# Liveries close to Liverpool?



## vingupingu (14 February 2016)

Hi!
I moved to Liverpool to attend university in September last year, and am looking to bring my horse (most likely) in September this year. Ideally we're looking for somewhere he can be turned out with other horses, and a decent sized arena.
Also I don't have a car so am dependent on bus/rail.
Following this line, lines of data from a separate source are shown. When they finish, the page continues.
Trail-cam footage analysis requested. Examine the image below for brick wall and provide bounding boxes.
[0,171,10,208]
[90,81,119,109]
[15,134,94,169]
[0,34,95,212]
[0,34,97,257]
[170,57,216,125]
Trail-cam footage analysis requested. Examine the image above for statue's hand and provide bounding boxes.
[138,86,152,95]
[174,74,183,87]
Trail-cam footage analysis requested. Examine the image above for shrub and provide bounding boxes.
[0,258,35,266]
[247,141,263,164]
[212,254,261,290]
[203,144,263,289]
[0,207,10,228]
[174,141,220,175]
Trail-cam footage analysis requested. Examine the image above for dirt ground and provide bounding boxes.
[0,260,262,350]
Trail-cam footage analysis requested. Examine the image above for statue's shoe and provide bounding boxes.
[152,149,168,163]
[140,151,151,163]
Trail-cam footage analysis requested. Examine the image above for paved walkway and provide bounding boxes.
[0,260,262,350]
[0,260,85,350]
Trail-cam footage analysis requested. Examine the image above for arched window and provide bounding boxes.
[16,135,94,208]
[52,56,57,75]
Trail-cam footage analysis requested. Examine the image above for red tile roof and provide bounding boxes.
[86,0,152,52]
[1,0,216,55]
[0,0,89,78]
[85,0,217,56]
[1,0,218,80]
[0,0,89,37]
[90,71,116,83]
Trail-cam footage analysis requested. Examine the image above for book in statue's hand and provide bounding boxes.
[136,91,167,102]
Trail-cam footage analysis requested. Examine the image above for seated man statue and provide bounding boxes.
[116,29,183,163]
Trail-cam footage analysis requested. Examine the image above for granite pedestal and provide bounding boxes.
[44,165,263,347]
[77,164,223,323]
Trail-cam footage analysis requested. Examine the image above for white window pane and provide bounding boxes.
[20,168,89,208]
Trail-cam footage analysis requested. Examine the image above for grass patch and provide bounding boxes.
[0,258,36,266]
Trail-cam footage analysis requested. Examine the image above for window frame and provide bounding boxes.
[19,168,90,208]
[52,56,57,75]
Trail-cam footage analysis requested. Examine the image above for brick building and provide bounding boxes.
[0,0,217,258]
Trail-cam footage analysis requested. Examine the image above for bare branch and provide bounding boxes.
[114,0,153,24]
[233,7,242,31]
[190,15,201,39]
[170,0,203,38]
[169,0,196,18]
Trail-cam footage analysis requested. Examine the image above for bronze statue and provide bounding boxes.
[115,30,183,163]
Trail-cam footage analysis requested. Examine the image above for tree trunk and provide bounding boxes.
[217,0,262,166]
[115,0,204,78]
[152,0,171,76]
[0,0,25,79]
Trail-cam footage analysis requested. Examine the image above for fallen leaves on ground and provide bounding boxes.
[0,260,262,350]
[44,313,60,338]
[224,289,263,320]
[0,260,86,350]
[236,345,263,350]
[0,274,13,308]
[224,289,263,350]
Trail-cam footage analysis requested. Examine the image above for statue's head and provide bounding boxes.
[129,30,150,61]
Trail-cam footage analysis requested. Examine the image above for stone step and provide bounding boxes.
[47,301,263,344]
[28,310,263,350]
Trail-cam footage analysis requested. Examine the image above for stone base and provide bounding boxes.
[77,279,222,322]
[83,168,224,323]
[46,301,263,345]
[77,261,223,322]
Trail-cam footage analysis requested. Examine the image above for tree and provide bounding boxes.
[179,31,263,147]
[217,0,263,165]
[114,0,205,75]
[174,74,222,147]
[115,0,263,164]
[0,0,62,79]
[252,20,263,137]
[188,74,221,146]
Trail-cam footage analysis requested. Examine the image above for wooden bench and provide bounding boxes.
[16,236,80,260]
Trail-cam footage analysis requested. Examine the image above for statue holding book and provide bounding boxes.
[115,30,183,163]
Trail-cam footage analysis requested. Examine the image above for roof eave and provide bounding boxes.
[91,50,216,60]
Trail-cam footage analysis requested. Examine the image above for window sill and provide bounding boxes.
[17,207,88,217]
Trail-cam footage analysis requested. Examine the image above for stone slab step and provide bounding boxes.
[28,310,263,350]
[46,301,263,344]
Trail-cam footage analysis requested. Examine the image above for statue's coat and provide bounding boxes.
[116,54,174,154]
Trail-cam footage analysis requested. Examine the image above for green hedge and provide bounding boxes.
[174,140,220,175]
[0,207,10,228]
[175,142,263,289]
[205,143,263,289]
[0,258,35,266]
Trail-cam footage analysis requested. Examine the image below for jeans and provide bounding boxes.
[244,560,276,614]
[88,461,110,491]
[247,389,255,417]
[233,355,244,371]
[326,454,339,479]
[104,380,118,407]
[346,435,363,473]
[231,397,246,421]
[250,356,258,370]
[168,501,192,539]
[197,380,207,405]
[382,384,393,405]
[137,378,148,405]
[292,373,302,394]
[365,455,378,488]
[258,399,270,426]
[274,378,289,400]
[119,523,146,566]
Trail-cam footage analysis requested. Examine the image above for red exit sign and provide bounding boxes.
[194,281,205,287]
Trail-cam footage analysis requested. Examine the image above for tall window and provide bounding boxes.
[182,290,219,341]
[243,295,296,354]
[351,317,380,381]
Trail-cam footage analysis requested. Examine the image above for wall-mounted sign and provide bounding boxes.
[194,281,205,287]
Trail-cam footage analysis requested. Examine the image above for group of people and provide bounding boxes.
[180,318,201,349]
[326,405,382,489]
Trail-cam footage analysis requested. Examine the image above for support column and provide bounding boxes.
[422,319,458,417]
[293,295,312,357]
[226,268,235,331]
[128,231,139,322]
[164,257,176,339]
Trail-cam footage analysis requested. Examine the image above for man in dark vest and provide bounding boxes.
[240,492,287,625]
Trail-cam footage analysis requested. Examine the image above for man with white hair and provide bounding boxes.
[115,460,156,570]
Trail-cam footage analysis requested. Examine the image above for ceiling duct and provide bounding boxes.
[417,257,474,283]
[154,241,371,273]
Any suggestions?


----------



## Ellevis (16 February 2016)

Hi!  I'm not aware of any livery yards right in the city centre, but there are some not too far away.
Bullens farm is in Kirkby which is the closest station - it would be approx a 20 min train ride away,  first from Liverpool central - Walton, and then a change to the Kirkby train, not too sure about the buses in that area but think the nearest stop would be a 20 minute walk away from the livery yard.
If you were willing to go slightly further afield, there are more yards towards ormskirk/maghull/southport area, one that springs to mind is Abbey Stud in Maghull as it's right by a bus stop, this would involve a 25 minute train journey to maghull, a short bus ride on the 231 to the Weld Blundell pub and a 10 minute walk to the yard, alternatively you could jump on the 300 bus here to southport for 2 minutes down the road and get off at a stop adjacent to the road the yards on!  (sorry very detailed i know the area well ) 
Oooh actually just remembered Ashtons, this would be easy - 25 min train to Maghull, then 5 min bike ride down the road to Ashtons, or there may be a bus but not sure about this, you can PM me if you need any more help


----------



## vingupingu (1 May 2016)

Looks like he won't be joining me just yet after all, but thanks for the reply! I'll check those out and hopefully next summer I'll get my buddy over here.


----------